Quase invariavelmente, as ligações entre ONGS e Poder Público são marcadas por uma obscuridade de contratos e ações. Dificilmente existe uma clareza com relação aos papéis desempenhados pelas entidades “sem fins lucrativos”, e muitas vezes, quando não existe um verdadeiro esquema de corrupção envolvendo tais filantrópicas e políticos locais. Quem são e o realmente desejam tais entidades? Nada é muito claro e de bondade o inferno sempre esteve com sua capacidade máxima de ocupação.


A partir dos anos 1990, houve um esvaziamento mais contundente da política e da esfera pública por conta da dispersão do neoliberalismo e suas nefastas doutrinas de “Estado Mínimo”. Neste ínterim, o Poder Público tendia a deixar de cumprir suas obrigações essenciais para a manutenção de sua capacidade de gerenciamento passando então a terceirizar seus processos decisórios. Neste vácuo, em todos os cenários sociais, surgiu uma miríade de ONGS que se propunham a cuidar desde a sexualidade do mico-leão-dourado até o repasse de merenda escolar. Gradativamente, abrir uma ONG foi muito mais lucrativo do que muitos negócios lícitos. O mais curioso e preocupante é o apoio e a infiltração que muitas ONGS se infiltraram nas organizações e partidos políticos de todos os lastros ideológicos. Os partidos que ainda se auto-denominam de “esquerda”, em particular o Partido dos Trabalhadores (PT), são loteados por uma série de ONGS gozando de obscuros contratos com os diversos governos pelo país. Não é raro que filiados de partidos políticos “estranhamente” estão à frente destas ONGS e desfrutando de contratos estatais e com poderes decisórios de políticas públicas.


É relevante lembrar que uma ONG nada mais é do uma mera empresa privada e ponto final. Não são movimentos sociais e tampouco são claro seus objetivos além de um belo e altruísta cartão de visitas. Possui seus empregados e obedece quase sempre uma lógica corporativa de mercado. É ainda endossada por benesses estatais que permitem tal empresa não ser onerada com impostos e além de obter incentivos financeiros ou tributaristas para aquisição de patrimônio.

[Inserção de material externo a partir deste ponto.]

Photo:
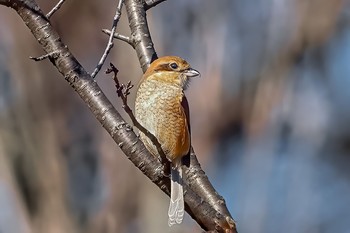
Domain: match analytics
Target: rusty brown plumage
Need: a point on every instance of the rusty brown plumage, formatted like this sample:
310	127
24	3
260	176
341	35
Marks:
161	107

A reunião destas ONGS vem paulatinamente ganhando mais espaço dentro da sociedade, um segmento pasteurizado denominado Terceiro Setor, ou seja, uma pretensa “terceira via” entre os setores público e privado. Justamente nesta “via terceirizada” que há maior densidade de neblina. Na pouca clareza e discernimento entre os conflitos entre o público e o privado se encontra o locus causal que adentram tais empresas do Terceiro Setor em busca uma espécie de “cimento” que interligaria as duas esferas de atuação dentro da sociedade. Todavia, estas relações terceirizadas são em muitos aspectos nocivas ao Poder Público e o real interesse coletivo da sociedade. Empresas montadas sem a menor condição estrutural ou preocupação com as questões sociais se anexam promiscuamente dentro das ações estatais e articulam políticas a seu bel-prazer representando obscuros interesses. Na Conferência Estadual da Educação em São Paulo patrocinado pelo Ministério da Educação, realizada na cidade de Guarulhos, tive a oportunidade de participar e percebi uma enorme quantidade de ONGS que estava inscritas no evento com suas reivindicações totalmente desarticuladas e pleiteando interesses próprios em nome da sociedade.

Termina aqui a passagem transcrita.